Até aí, tudo bem! O problema é que, depois de haver, durante muito tempo, exercido o monopólio do rigor ético no antigo país dos tupinambás, que aliás Lula prometeu devolver-lhes, o PT tenha resolvido exigir carteira de militante do partido para qualquer cidadão brasileiro que se disponha a cometer um destempero verbal ou uma batatada informal. Em nome das vítimas da guerra fria, ninguém mais poderia ser chamado de “comunista”. E o verbo “judiar” seria banido do Vocabulário Ortográfico da Academia Brasileira de Letras por causa de sua similitude etimológica com “judeu”. Chico Buarque teria de reescrever uma redondilha que bordou para a melodia de Francis Hime (“a coisa aqui está preta”). E, como lembrou o escritor Carlos Heitor Cony, o ex-governador da Guanabara Negrão de Lima teria de se chamar, segundo as regras da cartilha do bom-tom, que o secretário Nacional dos Direitos Humanos, Nilmário Miranda (PT-MG), mandou fazer de “Afrodescedentão de Lima”. Já imaginaram?

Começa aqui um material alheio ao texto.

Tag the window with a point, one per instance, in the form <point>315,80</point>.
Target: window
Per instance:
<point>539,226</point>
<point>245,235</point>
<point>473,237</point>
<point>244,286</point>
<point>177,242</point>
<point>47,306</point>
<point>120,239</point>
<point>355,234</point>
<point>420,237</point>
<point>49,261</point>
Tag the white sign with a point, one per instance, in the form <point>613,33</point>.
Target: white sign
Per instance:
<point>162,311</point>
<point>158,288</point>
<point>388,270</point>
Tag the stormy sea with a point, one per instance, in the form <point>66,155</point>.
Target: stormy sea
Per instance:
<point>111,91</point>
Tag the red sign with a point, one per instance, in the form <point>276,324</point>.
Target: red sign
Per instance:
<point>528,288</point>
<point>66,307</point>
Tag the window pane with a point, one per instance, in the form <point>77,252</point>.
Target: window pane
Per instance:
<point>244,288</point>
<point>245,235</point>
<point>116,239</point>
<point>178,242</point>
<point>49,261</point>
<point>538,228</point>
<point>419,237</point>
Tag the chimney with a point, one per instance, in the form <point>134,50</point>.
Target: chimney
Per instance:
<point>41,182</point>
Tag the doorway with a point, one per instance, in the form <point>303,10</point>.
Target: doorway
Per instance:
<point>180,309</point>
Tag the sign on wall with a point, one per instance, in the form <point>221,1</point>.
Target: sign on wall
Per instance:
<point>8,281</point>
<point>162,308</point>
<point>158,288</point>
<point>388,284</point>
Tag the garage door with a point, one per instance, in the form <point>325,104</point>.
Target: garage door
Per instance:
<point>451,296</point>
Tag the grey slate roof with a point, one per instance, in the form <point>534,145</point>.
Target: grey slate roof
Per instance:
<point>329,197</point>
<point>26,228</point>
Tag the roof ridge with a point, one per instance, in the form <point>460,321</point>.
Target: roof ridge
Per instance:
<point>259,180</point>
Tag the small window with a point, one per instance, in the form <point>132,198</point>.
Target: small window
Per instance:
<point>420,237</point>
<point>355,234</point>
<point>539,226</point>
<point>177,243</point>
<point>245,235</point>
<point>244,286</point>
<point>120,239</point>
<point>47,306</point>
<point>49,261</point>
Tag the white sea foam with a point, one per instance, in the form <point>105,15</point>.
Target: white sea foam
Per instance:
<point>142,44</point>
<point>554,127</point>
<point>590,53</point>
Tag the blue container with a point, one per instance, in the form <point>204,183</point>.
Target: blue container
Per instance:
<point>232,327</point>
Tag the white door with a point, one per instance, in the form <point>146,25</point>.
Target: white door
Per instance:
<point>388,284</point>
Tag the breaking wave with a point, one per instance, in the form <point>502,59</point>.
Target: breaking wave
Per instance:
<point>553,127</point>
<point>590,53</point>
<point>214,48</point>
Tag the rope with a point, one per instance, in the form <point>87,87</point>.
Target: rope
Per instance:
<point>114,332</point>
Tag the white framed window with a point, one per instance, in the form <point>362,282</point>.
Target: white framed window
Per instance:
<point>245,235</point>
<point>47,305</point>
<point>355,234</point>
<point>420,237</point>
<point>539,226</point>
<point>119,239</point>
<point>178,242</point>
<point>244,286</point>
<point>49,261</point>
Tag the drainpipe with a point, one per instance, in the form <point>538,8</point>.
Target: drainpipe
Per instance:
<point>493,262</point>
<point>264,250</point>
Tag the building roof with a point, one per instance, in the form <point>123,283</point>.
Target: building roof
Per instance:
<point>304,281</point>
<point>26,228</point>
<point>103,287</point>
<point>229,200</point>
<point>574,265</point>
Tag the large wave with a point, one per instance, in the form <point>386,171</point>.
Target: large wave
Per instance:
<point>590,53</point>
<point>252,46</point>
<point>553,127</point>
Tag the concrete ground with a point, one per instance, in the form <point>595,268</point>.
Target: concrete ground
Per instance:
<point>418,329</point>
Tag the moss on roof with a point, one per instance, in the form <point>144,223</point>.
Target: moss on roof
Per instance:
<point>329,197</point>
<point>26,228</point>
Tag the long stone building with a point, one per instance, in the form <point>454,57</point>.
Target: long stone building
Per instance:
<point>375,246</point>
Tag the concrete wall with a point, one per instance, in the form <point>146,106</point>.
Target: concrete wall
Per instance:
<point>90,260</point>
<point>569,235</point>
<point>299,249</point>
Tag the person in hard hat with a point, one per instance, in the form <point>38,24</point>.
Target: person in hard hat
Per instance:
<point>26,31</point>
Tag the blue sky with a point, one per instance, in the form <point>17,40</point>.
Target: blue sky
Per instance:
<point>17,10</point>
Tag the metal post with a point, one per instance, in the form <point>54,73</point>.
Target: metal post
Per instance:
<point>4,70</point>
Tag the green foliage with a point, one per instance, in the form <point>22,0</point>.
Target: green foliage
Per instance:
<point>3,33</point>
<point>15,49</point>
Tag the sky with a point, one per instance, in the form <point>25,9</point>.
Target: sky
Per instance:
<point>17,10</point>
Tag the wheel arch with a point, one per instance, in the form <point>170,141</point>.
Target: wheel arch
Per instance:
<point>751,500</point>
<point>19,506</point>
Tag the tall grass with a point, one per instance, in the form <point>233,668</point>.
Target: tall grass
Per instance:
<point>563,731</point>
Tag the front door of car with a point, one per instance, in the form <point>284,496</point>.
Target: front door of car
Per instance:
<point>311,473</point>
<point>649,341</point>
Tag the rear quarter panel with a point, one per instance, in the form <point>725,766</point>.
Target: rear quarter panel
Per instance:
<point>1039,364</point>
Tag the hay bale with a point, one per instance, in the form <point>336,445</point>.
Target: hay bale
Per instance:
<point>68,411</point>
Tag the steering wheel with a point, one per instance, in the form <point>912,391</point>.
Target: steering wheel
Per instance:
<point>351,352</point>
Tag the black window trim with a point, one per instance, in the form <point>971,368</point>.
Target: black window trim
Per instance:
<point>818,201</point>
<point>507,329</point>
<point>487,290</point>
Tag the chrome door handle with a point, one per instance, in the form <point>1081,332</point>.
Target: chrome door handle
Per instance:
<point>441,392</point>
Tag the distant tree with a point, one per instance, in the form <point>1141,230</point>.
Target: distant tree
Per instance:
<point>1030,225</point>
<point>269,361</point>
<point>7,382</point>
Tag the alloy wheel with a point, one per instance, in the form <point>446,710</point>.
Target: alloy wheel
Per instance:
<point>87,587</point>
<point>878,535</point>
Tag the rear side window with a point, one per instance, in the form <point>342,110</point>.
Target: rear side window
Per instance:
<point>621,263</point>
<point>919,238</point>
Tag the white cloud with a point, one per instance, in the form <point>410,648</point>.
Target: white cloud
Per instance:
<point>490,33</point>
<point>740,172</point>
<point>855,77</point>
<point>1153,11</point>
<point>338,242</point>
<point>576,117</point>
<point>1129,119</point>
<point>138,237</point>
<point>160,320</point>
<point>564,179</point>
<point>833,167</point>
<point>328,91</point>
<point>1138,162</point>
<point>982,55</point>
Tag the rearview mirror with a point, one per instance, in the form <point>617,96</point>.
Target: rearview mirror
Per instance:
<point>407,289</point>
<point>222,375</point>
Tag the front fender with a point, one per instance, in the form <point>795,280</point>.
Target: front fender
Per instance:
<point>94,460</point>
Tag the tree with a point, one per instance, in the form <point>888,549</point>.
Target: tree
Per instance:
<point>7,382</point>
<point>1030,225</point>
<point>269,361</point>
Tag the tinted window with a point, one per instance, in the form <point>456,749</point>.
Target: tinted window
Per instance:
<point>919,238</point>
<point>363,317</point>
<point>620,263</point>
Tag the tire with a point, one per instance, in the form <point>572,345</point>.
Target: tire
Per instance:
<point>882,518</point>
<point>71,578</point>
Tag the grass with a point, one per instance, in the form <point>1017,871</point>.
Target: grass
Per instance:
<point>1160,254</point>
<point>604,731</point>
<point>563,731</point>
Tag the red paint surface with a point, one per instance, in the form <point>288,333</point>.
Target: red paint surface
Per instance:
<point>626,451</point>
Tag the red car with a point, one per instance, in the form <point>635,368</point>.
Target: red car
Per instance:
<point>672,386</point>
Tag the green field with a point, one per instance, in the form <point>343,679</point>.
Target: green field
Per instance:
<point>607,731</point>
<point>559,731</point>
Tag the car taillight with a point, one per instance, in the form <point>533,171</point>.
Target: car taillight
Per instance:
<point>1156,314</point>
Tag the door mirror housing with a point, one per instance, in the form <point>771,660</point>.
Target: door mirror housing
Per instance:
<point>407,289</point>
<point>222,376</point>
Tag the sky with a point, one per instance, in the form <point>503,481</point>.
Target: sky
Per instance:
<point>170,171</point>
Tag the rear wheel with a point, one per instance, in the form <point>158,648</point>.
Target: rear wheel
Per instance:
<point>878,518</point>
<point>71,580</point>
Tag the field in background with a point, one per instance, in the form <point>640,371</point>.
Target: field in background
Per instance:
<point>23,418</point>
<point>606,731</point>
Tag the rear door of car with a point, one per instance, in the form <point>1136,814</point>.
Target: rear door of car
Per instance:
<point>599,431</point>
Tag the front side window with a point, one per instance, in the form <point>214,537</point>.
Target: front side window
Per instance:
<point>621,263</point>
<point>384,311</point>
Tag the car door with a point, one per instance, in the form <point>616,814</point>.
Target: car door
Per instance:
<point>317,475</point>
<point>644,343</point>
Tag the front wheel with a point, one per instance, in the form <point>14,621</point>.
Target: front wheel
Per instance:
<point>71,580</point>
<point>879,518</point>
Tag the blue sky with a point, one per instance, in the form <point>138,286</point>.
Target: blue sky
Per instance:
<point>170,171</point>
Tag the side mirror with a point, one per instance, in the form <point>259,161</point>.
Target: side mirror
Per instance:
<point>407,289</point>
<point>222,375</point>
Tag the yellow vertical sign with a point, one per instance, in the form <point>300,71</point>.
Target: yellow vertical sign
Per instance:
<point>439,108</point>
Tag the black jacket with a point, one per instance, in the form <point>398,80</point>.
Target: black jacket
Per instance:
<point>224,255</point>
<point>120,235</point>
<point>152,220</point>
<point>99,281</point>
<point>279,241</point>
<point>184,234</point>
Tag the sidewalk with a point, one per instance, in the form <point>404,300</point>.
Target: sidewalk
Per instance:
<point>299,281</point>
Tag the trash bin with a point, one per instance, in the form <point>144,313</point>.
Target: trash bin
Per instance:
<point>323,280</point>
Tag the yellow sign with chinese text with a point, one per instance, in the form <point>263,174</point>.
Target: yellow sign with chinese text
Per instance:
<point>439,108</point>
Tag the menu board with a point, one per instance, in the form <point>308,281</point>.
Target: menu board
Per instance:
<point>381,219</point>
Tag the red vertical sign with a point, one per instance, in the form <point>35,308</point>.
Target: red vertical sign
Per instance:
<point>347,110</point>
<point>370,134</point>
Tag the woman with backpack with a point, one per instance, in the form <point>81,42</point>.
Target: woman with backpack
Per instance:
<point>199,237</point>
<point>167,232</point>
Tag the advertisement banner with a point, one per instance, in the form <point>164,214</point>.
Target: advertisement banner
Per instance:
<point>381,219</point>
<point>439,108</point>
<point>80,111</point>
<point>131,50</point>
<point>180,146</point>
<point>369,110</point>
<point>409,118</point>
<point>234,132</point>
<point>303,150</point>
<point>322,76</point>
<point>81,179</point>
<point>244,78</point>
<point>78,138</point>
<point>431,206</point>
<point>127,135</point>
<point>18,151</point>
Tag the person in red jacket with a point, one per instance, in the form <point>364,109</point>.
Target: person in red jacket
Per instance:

Soldado fardado (com o fardão da Academia) da liberdade do povo de inventar a própria língua pela qual se comunica, o romancista baiano João Ubaldo Ribeiro, viu na iniciativa uma polícia da linguagem e alertou para uma intervenção totalitária em nossos usos e costumes. O autor do manual Politicamente correto , professor Antônio Carlos Queiroz, negou-lhe direito à crítica, porque se diz conservador, por chamar os ministros de asnos e por ser contra a demarcação indiscriminada das terras indígenas. Então, tá: fica combinado, assim, que o monopólio da besteira é do PT. E estamos conversados.